I performed text clustering using k-mean method.
mydat=read.csv("C:/kr_csv.csv", sep=";",dec=",")
tw.corpus <- Corpus(VectorSource(mydat$name))
tw.corpus <- tm_map(tw.corpus, removePunctuation)
tw.corpus <- tm_map(tw.corpus, removeNumbers)
tw.corpus = tm_map(tw.corpus, content_transformer(tolower))
tw.corpus = tm_map(tw.corpus, stemDocument)

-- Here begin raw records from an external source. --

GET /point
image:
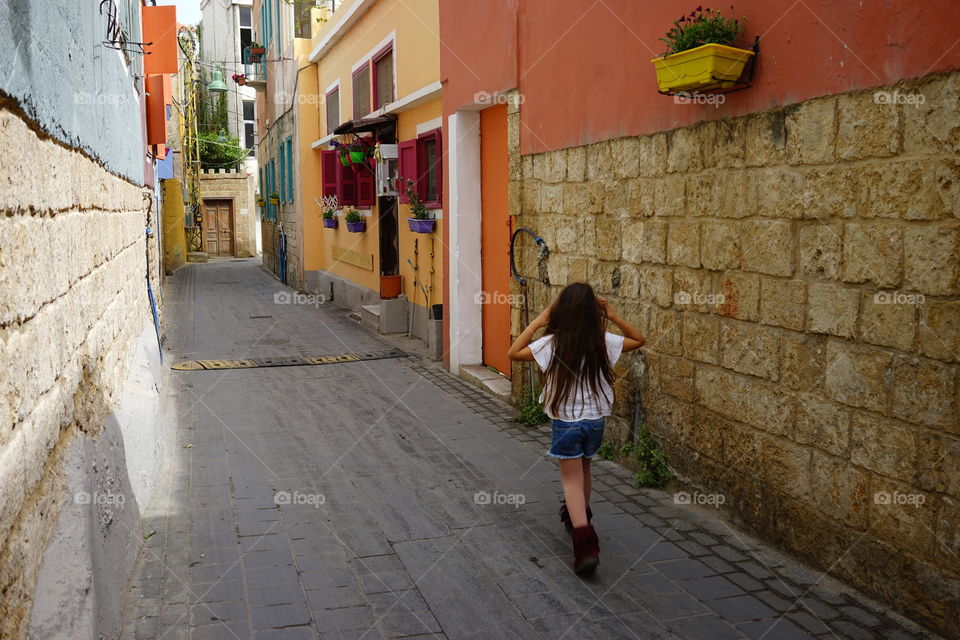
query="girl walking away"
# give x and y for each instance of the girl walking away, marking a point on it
(576, 355)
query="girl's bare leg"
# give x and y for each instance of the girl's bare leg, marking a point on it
(587, 480)
(572, 480)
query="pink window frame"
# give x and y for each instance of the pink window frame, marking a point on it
(326, 115)
(353, 78)
(374, 79)
(422, 168)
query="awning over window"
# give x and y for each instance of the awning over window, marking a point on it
(365, 125)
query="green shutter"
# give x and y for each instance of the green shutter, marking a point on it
(283, 183)
(290, 168)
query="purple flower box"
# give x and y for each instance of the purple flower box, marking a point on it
(421, 226)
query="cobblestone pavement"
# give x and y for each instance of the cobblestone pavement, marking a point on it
(389, 499)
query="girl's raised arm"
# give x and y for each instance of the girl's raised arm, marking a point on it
(632, 339)
(520, 349)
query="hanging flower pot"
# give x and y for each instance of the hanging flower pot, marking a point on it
(699, 53)
(709, 65)
(355, 222)
(421, 225)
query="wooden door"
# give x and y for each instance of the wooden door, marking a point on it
(218, 227)
(495, 238)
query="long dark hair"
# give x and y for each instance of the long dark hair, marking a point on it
(580, 362)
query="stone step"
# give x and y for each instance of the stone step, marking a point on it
(483, 377)
(370, 316)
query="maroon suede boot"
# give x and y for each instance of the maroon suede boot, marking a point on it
(565, 516)
(586, 549)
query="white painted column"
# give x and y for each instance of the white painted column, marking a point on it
(464, 274)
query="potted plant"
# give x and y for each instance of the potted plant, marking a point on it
(421, 221)
(329, 206)
(700, 53)
(357, 153)
(355, 222)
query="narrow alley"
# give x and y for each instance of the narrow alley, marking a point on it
(387, 498)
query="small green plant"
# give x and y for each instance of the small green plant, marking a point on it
(531, 411)
(329, 206)
(417, 207)
(699, 27)
(652, 469)
(606, 450)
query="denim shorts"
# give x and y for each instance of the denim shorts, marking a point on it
(577, 439)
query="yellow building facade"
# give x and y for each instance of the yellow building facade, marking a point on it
(372, 80)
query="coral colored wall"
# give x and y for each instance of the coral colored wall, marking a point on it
(585, 75)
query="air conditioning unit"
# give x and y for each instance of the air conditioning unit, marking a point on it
(388, 170)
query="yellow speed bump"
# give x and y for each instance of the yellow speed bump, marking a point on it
(285, 361)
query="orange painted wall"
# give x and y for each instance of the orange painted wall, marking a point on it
(160, 29)
(495, 240)
(584, 69)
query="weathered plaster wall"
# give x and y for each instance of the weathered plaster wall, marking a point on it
(797, 273)
(72, 86)
(73, 304)
(288, 214)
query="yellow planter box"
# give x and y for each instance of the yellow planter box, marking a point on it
(701, 67)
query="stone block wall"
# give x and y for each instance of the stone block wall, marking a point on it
(797, 273)
(236, 186)
(73, 302)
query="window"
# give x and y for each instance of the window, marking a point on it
(303, 26)
(332, 103)
(361, 91)
(246, 26)
(272, 182)
(283, 182)
(420, 160)
(430, 161)
(263, 188)
(352, 186)
(289, 169)
(249, 126)
(383, 77)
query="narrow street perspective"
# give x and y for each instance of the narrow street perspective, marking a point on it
(370, 319)
(387, 498)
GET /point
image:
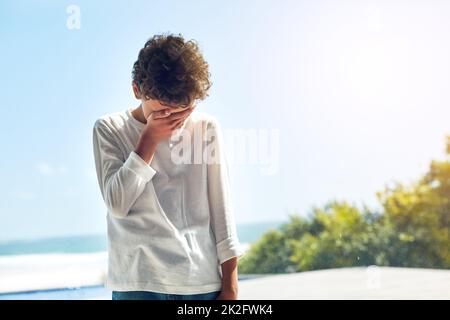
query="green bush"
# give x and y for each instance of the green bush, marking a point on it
(412, 230)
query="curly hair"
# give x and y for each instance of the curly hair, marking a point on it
(171, 70)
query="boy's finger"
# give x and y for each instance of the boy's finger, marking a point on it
(180, 114)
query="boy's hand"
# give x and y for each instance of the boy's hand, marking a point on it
(161, 125)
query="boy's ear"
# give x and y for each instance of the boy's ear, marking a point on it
(136, 90)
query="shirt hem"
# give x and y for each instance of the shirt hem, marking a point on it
(163, 288)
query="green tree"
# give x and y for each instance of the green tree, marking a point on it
(412, 230)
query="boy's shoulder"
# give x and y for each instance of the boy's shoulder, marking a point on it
(203, 117)
(112, 120)
(118, 119)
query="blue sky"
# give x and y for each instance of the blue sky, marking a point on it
(358, 91)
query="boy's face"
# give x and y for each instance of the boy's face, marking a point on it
(149, 106)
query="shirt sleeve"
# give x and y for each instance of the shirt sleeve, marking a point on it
(121, 180)
(222, 217)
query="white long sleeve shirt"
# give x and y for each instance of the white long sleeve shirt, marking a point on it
(170, 224)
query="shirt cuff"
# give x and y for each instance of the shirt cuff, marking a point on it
(138, 165)
(229, 248)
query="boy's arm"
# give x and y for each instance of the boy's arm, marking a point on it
(121, 182)
(222, 217)
(230, 286)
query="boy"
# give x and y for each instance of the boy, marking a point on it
(171, 230)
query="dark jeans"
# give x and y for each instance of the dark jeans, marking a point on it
(150, 295)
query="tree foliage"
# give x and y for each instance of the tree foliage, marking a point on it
(411, 230)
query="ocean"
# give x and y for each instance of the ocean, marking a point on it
(71, 267)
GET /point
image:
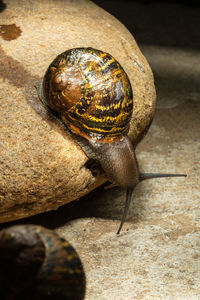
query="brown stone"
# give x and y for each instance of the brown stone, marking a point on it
(42, 167)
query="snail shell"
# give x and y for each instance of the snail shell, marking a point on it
(37, 264)
(91, 94)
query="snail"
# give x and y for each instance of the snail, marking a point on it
(90, 94)
(37, 264)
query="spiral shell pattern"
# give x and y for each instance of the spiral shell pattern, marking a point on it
(91, 93)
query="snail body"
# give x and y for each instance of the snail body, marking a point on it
(37, 264)
(91, 94)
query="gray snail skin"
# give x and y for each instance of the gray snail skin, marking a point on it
(91, 95)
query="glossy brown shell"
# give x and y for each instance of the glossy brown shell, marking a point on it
(37, 264)
(91, 93)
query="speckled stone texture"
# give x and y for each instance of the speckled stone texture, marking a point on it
(157, 254)
(42, 167)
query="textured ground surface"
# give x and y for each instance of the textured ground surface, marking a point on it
(42, 167)
(157, 255)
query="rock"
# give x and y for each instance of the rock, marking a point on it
(42, 167)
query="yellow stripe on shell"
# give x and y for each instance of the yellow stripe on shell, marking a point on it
(62, 62)
(105, 119)
(107, 64)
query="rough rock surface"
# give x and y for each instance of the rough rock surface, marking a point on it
(42, 167)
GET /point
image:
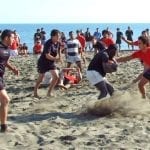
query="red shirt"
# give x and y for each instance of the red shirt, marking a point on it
(136, 43)
(37, 48)
(71, 78)
(143, 55)
(107, 41)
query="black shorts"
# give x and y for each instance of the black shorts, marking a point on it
(44, 68)
(147, 74)
(2, 84)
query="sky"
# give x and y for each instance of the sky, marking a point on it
(74, 11)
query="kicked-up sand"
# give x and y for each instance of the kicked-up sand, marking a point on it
(74, 119)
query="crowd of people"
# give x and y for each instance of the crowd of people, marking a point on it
(105, 60)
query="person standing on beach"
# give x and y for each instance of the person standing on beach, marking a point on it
(82, 41)
(144, 55)
(129, 34)
(72, 51)
(106, 39)
(46, 62)
(119, 35)
(102, 63)
(7, 38)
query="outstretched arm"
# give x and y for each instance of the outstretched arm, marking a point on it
(124, 59)
(127, 41)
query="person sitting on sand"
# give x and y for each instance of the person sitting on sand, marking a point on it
(102, 63)
(7, 38)
(134, 43)
(69, 77)
(46, 62)
(144, 55)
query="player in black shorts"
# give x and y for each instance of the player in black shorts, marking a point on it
(7, 38)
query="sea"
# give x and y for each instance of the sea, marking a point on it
(26, 31)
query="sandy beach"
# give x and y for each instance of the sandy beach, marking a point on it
(75, 119)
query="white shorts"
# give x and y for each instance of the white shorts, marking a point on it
(94, 77)
(73, 59)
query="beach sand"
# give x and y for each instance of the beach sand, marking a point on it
(75, 119)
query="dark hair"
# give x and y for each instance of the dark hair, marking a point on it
(54, 32)
(105, 32)
(112, 49)
(99, 45)
(70, 32)
(6, 33)
(144, 40)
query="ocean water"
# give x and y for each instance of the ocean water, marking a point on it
(26, 31)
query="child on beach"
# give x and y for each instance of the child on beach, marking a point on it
(46, 62)
(102, 63)
(144, 55)
(69, 77)
(7, 38)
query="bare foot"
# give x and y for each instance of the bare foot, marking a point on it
(37, 96)
(50, 95)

doc.m <- DocumentTermMatrix(tw.corpus)
dtm_tfxidf<-weightTfIdf(doc.m)
m<-as.matrix(dtm_tfxidf)
rownames(m)<-1:nrow(m)
norm_eucl=function(m)
m/apply(m,1,function(x)sum(x^2)^.5)
m_norm=norm_eucl(m)
> dim(m_norm)
[1] 399 860
res=kmeans(m_norm,3,30)
clusters<-1:3
for (i in clusters){
cat("cluster", i,":", mydat[res$cluster==i,],"\n\n");
mydat[res$cluster==i]
}
I manually set 3 clusters. Is it possible to automatically select the correct number of required clusters?